Many criticized Brazil's emphasis on soccer, long the primary source of its national pride. Protesters asked how, in a nation that spends so little on basic services like education and health care, can so much be spent on a soccer tournament?

"There will be a World Cup, and there will be 48 games," Goldblatt said. "But I think it will be played out against a backdrop of violence."

In a 90-minute talk, Goldblatt painted a bleak picture of Brazil as laughably corrupt and dismissive of its poor, a nation that sets soccer above all else in determining its national identity.

"The one thing the world unambiguously knows about Brazil is that it plays football," he said. "But football in Brazil has come to represent the very worst feature of Brazil's culture and society."

Goldblatt's blistering talk drew parallels between corrupt Brazilian politicians and equally morally bankrupt soccer officials who regularly scoop from the public till. He opened his talk with video of a Brazilian soccer administrator brazenly pocketing a soccer medal during a post-tournament awards ceremony. He described a soccer infrastructure that endorsed and engaged in nepotism, match-fixing and blatant disregard for fan well-being at crumbling stadiums filled with far more people than is deemed safe.

The coming World Cup, and the Olympic Summer Games to follow in 2016, are largely seen as an opportunity for Brazil to show off improvements made during the last decade, during which time the national economy has made some strides.

But recent spending on World Cup facilities pushed some citizens to the brink, Goldblatt said. One new stadium alone, in Brasilia, cost a reported $750 million, a project organizers justified by saying it would be the eventual home to a professional team in that city.
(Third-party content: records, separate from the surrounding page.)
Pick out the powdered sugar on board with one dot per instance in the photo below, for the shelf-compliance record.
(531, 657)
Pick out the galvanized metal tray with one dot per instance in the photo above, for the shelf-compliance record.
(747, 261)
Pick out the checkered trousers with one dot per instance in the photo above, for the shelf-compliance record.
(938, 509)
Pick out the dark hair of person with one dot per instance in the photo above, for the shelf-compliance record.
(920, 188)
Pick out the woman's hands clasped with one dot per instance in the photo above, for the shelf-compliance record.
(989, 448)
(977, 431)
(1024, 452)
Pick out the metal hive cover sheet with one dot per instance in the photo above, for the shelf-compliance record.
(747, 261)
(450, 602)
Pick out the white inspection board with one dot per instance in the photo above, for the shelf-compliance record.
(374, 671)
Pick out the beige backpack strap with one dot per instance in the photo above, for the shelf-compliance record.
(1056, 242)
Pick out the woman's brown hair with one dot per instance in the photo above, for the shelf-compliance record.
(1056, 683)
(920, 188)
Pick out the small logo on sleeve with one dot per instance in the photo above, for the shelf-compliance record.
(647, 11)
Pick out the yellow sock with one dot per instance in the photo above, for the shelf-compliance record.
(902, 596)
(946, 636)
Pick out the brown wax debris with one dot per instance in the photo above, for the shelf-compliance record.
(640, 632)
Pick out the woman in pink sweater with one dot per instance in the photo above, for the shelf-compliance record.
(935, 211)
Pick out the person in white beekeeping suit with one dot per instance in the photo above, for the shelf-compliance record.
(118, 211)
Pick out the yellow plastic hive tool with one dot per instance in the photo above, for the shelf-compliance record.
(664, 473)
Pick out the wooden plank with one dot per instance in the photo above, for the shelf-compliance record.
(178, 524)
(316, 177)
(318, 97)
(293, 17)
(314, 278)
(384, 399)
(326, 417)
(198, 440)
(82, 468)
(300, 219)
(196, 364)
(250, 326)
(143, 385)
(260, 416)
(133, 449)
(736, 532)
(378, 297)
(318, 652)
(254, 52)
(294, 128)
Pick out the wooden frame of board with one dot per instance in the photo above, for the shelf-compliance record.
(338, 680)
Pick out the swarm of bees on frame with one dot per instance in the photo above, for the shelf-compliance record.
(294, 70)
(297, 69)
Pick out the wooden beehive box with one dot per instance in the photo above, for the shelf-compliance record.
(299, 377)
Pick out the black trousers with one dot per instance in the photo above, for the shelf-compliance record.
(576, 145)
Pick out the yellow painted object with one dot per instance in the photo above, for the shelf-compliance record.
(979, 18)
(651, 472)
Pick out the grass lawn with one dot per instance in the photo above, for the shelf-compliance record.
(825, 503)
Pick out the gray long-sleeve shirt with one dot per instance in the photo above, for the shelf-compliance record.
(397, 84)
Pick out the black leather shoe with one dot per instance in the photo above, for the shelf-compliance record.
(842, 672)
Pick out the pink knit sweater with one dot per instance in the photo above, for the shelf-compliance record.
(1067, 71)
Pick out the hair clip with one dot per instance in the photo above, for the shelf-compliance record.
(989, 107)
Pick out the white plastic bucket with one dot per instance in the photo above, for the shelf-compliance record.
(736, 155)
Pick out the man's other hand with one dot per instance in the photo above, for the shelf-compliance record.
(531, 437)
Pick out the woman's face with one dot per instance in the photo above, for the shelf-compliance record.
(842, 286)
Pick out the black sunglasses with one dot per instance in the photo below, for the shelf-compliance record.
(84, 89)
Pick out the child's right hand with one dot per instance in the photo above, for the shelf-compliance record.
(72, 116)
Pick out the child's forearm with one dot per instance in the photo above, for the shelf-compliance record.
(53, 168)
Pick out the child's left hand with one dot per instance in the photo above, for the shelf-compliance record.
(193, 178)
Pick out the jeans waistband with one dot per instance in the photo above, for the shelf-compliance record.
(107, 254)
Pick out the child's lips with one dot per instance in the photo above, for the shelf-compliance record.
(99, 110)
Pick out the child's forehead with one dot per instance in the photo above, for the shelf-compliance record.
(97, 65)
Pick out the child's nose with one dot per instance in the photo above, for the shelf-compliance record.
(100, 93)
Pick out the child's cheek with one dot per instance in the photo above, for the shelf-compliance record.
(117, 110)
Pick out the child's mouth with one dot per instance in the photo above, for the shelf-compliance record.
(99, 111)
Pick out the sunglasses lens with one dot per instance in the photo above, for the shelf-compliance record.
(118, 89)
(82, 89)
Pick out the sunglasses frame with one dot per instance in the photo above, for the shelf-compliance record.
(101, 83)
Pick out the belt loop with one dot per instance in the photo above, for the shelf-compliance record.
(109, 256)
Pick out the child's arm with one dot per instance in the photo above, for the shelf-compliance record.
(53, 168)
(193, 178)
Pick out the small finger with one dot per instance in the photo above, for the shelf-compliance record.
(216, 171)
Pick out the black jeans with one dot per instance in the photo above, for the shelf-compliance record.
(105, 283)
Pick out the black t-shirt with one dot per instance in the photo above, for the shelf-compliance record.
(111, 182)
The problem, Goldblatt noted Tuesday, is that the 80,000-seat stadium will house a team that averages about 1,100 fans per game.

"We're all aware of the white elephant?" he said. "We're talking a herd of white elephants."

Goldblatt spoke at the invitation of the Duke Forum for Scholars and Publics, a new venture encouraging public intellectualism. Goldblatt, an author and journalist who also teaches at the University of Bristol in England, fits that bill perfectly, said Laurent Dubois, the Duke forum's faculty director.

Brazil is an issue that won't leave the front pages anytime soon, Dubois added.

"I don't think people understand the magnitude of what has been unfolding in Brazil," he said. "It is a really potentially powerful moment."